VoltDB – Simplified CSV Loader

written by Douglas Patten on August 23, 2012 with no comments

My name is Xin Jia, a Brown University student, and I’ve spent the summer interning at VoltDB. One of the first projects that I worked on this summer was a CSV Loader with fellow intern Zheng Li.

Prior to VoltDB 2.8, loading data from CSV files into the database could be a challenging task, especially for newcomers. There were a few steps that needed to be taken: you would need to write a client program to parse the CSV data, handle errors and ultimately invoke a stored procedure to insert the data into the database. Extra care needed to be taken in the client in order to get optimal performance.

As part of the internship at VoltDB, Zheng and I wrote a CSV loader that simplifies the task of loading data into VoltDB. It was released as part of VoltDB 2.8. VoltDB 2.8 comes with a shell script “csvloader” in the bin directory that starts the actual CSV loader. This post will describe this new utility.

If you are migrating to VoltDB from another database system or perhaps defining initial data for your new VoltDB application, you may have your data stored in CSV format. To load it into VoltDB using the CSV loader, it is as simple as using the following command:

csvloader tableName < dataFile.csv

or, alternately:

csvloader tableName -f dataFile.csv

These two commands are equivalent.

In VoltDB 2.7, we released support for snapshotting to CSV files.  Using this new utility you can now load the CSV snapshot back into the system using the same commands shown above.

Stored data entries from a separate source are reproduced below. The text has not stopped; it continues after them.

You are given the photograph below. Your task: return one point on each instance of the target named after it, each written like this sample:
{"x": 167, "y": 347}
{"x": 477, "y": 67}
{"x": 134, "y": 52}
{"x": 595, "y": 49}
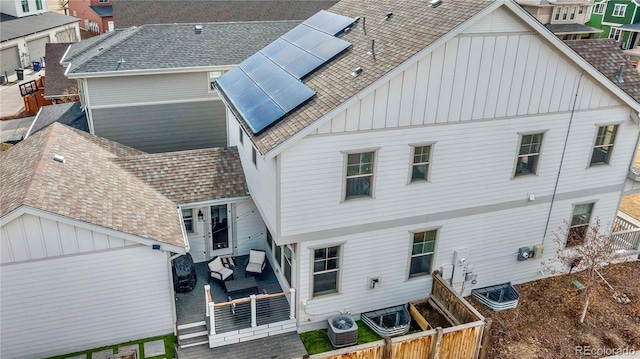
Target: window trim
{"x": 573, "y": 209}
{"x": 515, "y": 163}
{"x": 408, "y": 276}
{"x": 617, "y": 7}
{"x": 593, "y": 145}
{"x": 345, "y": 161}
{"x": 412, "y": 148}
{"x": 312, "y": 250}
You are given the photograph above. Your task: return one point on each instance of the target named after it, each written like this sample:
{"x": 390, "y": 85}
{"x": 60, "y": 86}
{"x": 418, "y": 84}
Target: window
{"x": 254, "y": 156}
{"x": 579, "y": 224}
{"x": 187, "y": 218}
{"x": 213, "y": 76}
{"x": 420, "y": 165}
{"x": 604, "y": 145}
{"x": 422, "y": 250}
{"x": 598, "y": 9}
{"x": 359, "y": 175}
{"x": 615, "y": 33}
{"x": 619, "y": 10}
{"x": 529, "y": 154}
{"x": 326, "y": 270}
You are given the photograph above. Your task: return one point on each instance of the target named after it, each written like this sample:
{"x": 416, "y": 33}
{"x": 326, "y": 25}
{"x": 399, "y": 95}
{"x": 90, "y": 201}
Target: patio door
{"x": 221, "y": 230}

The first argument to the csvloader utility is the table name to which the data will be loaded into. To do this efficiently in VoltDB, the loader calls the auto-generated insert procedure with the name “<table name>.insert”. Should you want to do additional processing before inserting the data into the table or if you want to insert into multiple tables from one CSV file, the CSV loader gives you the option (“-p” or “–procedure”) of specifying your own custom stored procedure for loading. The only requirement is that the parameters of the stored procedure matches the column definition of the CSV file.

In addition to the features mentioned so far, the CSV loader can also handle CSV files with a different delimiter, quote character or escape character, as long as they are used consistently in the same file. Partial loading of data from the csv file is also supported by specifying the row offset and the row limit. In the case of a malformed CSV file, you can specify the max number of errors to ignore before the loader gives up on that file. Detailed usage of the CSV loader is documented here.

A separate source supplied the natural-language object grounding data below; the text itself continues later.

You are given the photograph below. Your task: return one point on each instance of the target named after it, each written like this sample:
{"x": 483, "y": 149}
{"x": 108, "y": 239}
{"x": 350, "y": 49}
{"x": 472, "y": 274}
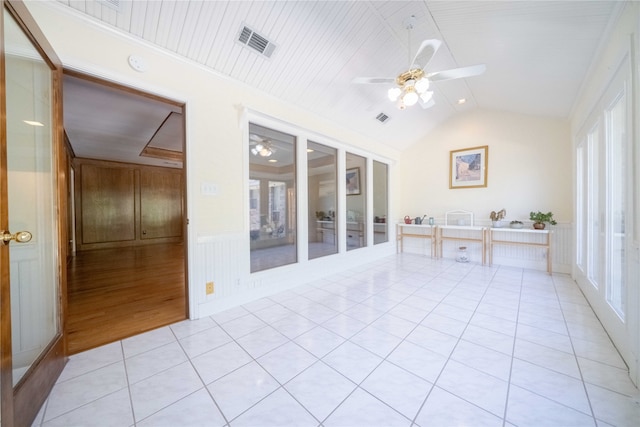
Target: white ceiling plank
{"x": 123, "y": 19}
{"x": 203, "y": 44}
{"x": 151, "y": 20}
{"x": 226, "y": 46}
{"x": 181, "y": 23}
{"x": 195, "y": 10}
{"x": 164, "y": 30}
{"x": 531, "y": 49}
{"x": 237, "y": 66}
{"x": 138, "y": 18}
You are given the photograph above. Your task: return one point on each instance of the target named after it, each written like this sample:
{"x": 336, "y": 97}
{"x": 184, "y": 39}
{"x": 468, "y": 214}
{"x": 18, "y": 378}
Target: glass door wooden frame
{"x": 20, "y": 404}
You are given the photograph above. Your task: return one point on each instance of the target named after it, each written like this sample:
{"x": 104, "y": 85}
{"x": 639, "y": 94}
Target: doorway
{"x": 127, "y": 269}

When the CSV loader finishes, three reports will be generated – the summary, error log and failed rows. These log files show the summary of the loading process (including the throughput, total number of rows loaded, etc.), all parsing errors and insertion errors from the database, as well as all failed rows, respectively.

We hope that you will find the CSV loader handy and makes the data loading process much easier, more flexible, and enjoyable!